One of my last car Skoda Octavia Combi
3 road bike & 3 passenger


----------



## 6puket (Jul 28, 2017)

Than i use japan minibus Mazda Bongo


----------



## 6puket (Jul 28, 2017)

and also sometimes use my cargovan Gazelle


----------



## azimiut (Feb 21, 2014)

this count? went to Catalina to go riding


----------



## OLDFATUGLY (Apr 23, 2014)




----------



## @[email protected] (Aug 25, 2017)

Yeah baby! Even the most casual observer can see that this chit is off the hook badass!


----------



## RANDELS (May 2, 2009)

My 1970 Bronco. daily driver for years and now back on the road with freshly rebuilt 302.


----------



## ethierjung (May 30, 2017)

My Saris Super Clamp 2 turns anything into a transport vehicle.


----------



## DirtyHun (Jan 9, 2011)

I'm super oldschool here, but there's simply nothing I'd rather use than this beast. Plenty comfy, hugely roomy, easy to camp out of, dirt cheap to repair.


----------



## str8edgMTBMXer (Apr 15, 2015)

DirtyHun said:


> I'm super oldschool here, but there's simply nothing I'd rather use than this beast. Plenty comfy, hugely roomy, easy to camp out of, dirt cheap to repair.
> 
> View attachment 1161073


sweet!!! I had one like that in the 90's. We did camp out of it! Just pull into the smallest site and lay down in the back!


----------



## DirtyHun (Jan 9, 2011)

I am a huge fan of the GM 350 motor and THM350. Cheapest engine and transmission in the world to repair. Plus, GM air conditioning simply kicks @ss. I have the entire cargo bay open and simply roll bikes (bicycles or motorcycles) up into that cavernous interior, attach straps (or bungees, for bicycles) and take off.


----------



## Namlehse (May 8, 2013)

The old one..










Was short lived..



















The other setup.










And then, the 195,000 mile, 2004 Jeep liberty aka "The Beater". Or what my wife calls, "The Death Trap". Nothing like a $5,000 bike in a $1,500 car.


----------



## DirtyHun (Jan 9, 2011)

I think vans and trucks make the best transporters.


----------



## Namlehse (May 8, 2013)

DirtyHun said:


> I think vans and trucks make the best transporters.

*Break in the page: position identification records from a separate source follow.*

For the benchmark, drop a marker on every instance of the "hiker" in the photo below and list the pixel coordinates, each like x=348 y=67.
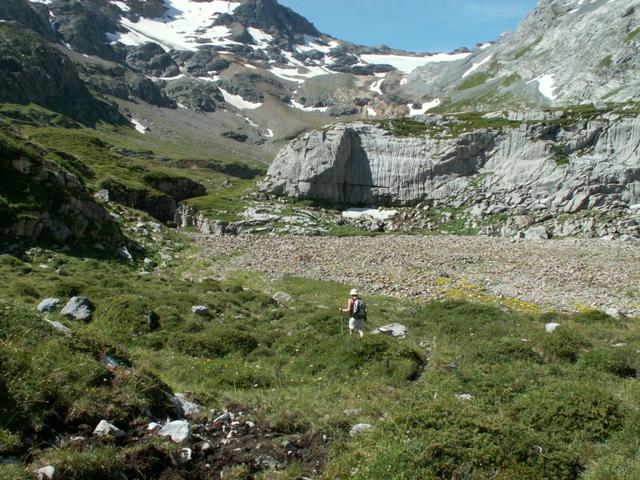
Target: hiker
x=357 y=312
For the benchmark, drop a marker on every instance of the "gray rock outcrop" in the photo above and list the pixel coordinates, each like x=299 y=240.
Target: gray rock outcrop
x=106 y=429
x=565 y=52
x=78 y=308
x=178 y=430
x=563 y=164
x=48 y=305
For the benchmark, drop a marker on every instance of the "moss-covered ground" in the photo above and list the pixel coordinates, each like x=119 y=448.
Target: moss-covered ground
x=553 y=406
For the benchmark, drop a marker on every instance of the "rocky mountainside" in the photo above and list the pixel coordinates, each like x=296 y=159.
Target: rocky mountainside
x=565 y=52
x=255 y=72
x=39 y=200
x=508 y=173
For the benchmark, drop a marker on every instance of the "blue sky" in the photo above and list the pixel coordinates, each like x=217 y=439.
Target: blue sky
x=418 y=25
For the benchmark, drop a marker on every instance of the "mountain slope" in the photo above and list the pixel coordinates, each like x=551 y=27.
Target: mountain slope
x=565 y=52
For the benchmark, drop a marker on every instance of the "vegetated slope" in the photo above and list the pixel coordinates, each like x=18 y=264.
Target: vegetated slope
x=563 y=53
x=549 y=166
x=34 y=71
x=41 y=199
x=472 y=391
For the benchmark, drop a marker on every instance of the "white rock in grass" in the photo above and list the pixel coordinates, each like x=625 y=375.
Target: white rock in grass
x=550 y=327
x=185 y=455
x=48 y=305
x=395 y=330
x=464 y=397
x=200 y=310
x=78 y=308
x=614 y=312
x=184 y=406
x=359 y=428
x=106 y=429
x=58 y=326
x=178 y=430
x=282 y=297
x=47 y=473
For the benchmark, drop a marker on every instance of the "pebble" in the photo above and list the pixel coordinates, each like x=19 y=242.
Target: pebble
x=566 y=274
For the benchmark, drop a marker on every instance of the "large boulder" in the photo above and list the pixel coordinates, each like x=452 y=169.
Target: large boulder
x=78 y=308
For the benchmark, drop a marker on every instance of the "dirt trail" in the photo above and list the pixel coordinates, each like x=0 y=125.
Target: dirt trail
x=566 y=274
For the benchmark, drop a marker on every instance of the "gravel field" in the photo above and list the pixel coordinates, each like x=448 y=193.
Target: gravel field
x=563 y=274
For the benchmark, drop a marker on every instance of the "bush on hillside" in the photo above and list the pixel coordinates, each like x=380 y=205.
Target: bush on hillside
x=507 y=349
x=564 y=344
x=214 y=343
x=593 y=316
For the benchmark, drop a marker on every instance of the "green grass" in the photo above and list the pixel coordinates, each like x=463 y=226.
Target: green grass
x=225 y=203
x=544 y=406
x=451 y=126
x=474 y=80
x=521 y=52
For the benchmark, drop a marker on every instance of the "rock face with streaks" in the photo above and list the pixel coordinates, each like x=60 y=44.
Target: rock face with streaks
x=559 y=164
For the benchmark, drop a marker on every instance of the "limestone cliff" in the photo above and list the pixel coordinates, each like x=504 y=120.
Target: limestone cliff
x=547 y=163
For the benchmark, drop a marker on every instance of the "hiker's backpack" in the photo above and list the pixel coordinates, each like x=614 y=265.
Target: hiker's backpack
x=359 y=309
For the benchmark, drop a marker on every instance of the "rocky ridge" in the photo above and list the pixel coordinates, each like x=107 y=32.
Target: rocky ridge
x=565 y=52
x=569 y=274
x=519 y=170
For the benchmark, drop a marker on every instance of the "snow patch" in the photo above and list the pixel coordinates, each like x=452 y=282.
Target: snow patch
x=408 y=64
x=262 y=39
x=314 y=43
x=375 y=86
x=299 y=74
x=374 y=213
x=238 y=102
x=249 y=121
x=414 y=112
x=138 y=126
x=299 y=106
x=122 y=6
x=186 y=26
x=546 y=86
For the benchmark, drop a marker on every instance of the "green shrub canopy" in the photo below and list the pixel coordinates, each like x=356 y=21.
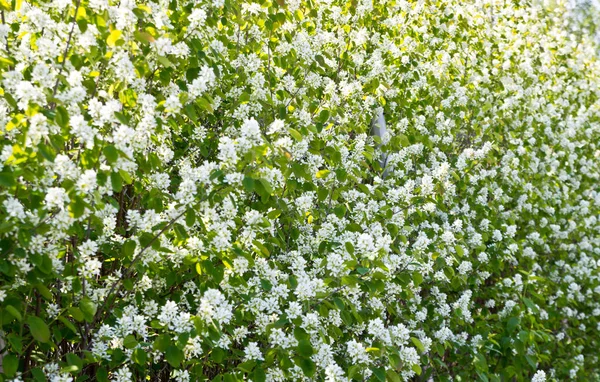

We've been looking hard at vans/trucks for that reason. My truck is a 3500 DRW, so not the best road tripper without the camper lol.

We're considering a Pacifica


----------



## DirtyHun (Jan 9, 2011)

I hear you. My G20 gets about 14 mpg in town, but man, what a great camping, kayaking, biking base it makes!


----------